In particular, the land_fraction* auxillary co-ordinates provide useful information about the fraction of area that was assumed to be land in the crunching.

[22]:
tas_scm_ts_cubes["World"].cube.coords("land_fraction")
[22]:
[AuxCoord(array([0.30309098]), standard_name=None, units=Unit('1'), long_name='land_fraction')]
[23]:
tas_scm_ts_cubes["World"].cube.coords("land_fraction_northern_hemisphere")
[23]:
[AuxCoord(array([0.40761694]), standard_name=None, units=Unit('1'), long_name='land_fraction_northern_hemisphere')]

Investigating the weights

Another utility function is get_scm_timeseries_weights.
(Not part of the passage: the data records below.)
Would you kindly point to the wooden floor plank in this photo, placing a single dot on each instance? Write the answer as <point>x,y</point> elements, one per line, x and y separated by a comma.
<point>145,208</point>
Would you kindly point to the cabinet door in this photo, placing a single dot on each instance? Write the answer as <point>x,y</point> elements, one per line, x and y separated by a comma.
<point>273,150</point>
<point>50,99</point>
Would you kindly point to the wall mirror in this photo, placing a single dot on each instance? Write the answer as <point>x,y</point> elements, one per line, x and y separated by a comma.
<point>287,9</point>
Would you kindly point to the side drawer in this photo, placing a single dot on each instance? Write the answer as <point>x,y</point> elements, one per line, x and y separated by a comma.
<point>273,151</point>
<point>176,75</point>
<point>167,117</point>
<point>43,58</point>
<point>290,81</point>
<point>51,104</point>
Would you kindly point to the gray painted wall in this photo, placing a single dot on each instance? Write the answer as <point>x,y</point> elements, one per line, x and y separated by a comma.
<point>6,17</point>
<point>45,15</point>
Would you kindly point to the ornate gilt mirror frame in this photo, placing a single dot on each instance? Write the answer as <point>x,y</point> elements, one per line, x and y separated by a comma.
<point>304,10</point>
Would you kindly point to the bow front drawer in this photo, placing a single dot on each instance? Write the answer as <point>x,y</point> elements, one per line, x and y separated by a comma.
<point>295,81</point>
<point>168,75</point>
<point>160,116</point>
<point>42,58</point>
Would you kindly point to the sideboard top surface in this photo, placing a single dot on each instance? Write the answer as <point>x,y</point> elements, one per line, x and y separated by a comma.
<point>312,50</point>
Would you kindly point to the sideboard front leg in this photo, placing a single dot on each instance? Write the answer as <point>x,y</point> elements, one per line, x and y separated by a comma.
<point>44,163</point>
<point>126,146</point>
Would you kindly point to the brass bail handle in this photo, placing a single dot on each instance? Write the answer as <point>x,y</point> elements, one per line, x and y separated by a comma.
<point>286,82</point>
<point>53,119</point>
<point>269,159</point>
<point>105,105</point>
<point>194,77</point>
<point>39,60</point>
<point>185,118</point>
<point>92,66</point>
This function is very similar to get_scm_timeseries but returns just the weights rather than a ScmRun. These weights are also area weighted.

[24]:
tas_scm_weights = tas.get_scm_timeseries_weights()
[25]:
# NBVAL_IGNORE_OUTPUT
plt.figure(figsize=(18, 18))
no_rows = 3
no_cols = 4

total_panels = no_cols * no_rows
rows_plt_comp = no_rows * 100
cols_plt_comp = no_cols * 10
for i, (label, weights) in enumerate(tas_scm_weights.items()):
    if label == "World":
        index = int((no_rows + 1) / 2)
        plt.subplot(no_rows, 1, index)
    else:
        if label == "World|Northern Hemisphere":
            index = 1
        elif label == "World|Southern Hemisphere":
            index = 1 + (no_rows - 1) * no_cols
        elif label == "World|Land":
            index = 2
        elif label == "World|Ocean":
            index = 2 + (no_rows - 1) * no_cols
        else:
            index = 3
            if "Ocean" in label:
                index += 1
            if "Southern Hemisphere" in label:
                index += (no_rows - 1) * no_cols

        plt.subplot(no_rows, no_cols, index)

    weight_cube = tas.cube.collapsed("time", iris.analysis.MEAN)
    weight_cube.data = weights
    qplt.pcolormesh(weight_cube)
    plt.title(label)
    plt.gca().coastlines()


plt.tight_layout()
<ipython-input-25-462c0f3bdde1>:38: UserWarning: Tight layout not applied. tight_layout cannot make axes width small enough to accommodate all axes decorations
  plt.tight_layout()
../_images/usage_demo_40_1.png